Mercifully, he read his book quietly, asked the receptionist how many people before his turn then sat counting. In, with the doctor, he sat through the eye test, read what he was asked to and generally behaved impeccably.
We’ve been going to the same ophthalmologist for quite a few years now and as we were leaving he commented, “H has matured a lot.” An innocuous enough remark considering that the kids are growing up. But I remembered the nightmare of the first few visits.
H was a little over three years old when I noticed he had an affinity for watching television sideways. He was also bending too close over his textbooks (which is a habit I’m still struggling to get him out of). The eye-test was simply a precautionary measure. As it turned out he needed glasses.
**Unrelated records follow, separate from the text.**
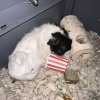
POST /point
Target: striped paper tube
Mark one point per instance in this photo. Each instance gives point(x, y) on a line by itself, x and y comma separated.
point(57, 63)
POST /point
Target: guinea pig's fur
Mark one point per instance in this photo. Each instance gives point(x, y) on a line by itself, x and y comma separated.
point(59, 44)
point(33, 49)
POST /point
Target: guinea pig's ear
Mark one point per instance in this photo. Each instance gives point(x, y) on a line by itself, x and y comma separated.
point(53, 42)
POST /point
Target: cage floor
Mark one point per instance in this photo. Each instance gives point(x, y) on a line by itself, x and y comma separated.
point(49, 84)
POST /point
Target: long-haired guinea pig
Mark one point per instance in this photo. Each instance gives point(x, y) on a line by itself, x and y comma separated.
point(33, 49)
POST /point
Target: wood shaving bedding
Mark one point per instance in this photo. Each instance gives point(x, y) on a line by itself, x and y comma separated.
point(49, 83)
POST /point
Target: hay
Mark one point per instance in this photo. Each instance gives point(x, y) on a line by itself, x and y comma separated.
point(49, 83)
Then began rounds of eye tests. He refused to sit on that chair, when he did he wouldn’t sit still, he would scrunch his eyes, or blink rapidly or simply keep them shut, despite our repeated entreaties. Worse, he’d break into the ABCD song when asked to read the alphabets on the monitor.
The first time round it was funny. Then on it was just frustrating.
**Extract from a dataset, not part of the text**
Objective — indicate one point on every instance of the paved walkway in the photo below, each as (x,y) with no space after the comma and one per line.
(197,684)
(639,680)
The most unfortunate part was that the doc couldn’t give him a hundred percent accurate pair of glasses. As a result his eyesight deteriorated further. I changed doctors many times over until I finally found this one who could handle him well.
That is why the compliment was such a huge deal. And I came home feeling very optimistic as I thought that maybe things will fall into place as the kids grew up.
Earlier in the day the kids had been exceptionally rowdy. Tired and upset as I was, I wrote a distressed post wondering where I was going wrong. And now I’m glad I didn’t publish it. That eye-test sorted out my day.
Seriously, doctors are useful people in more ways than one :-).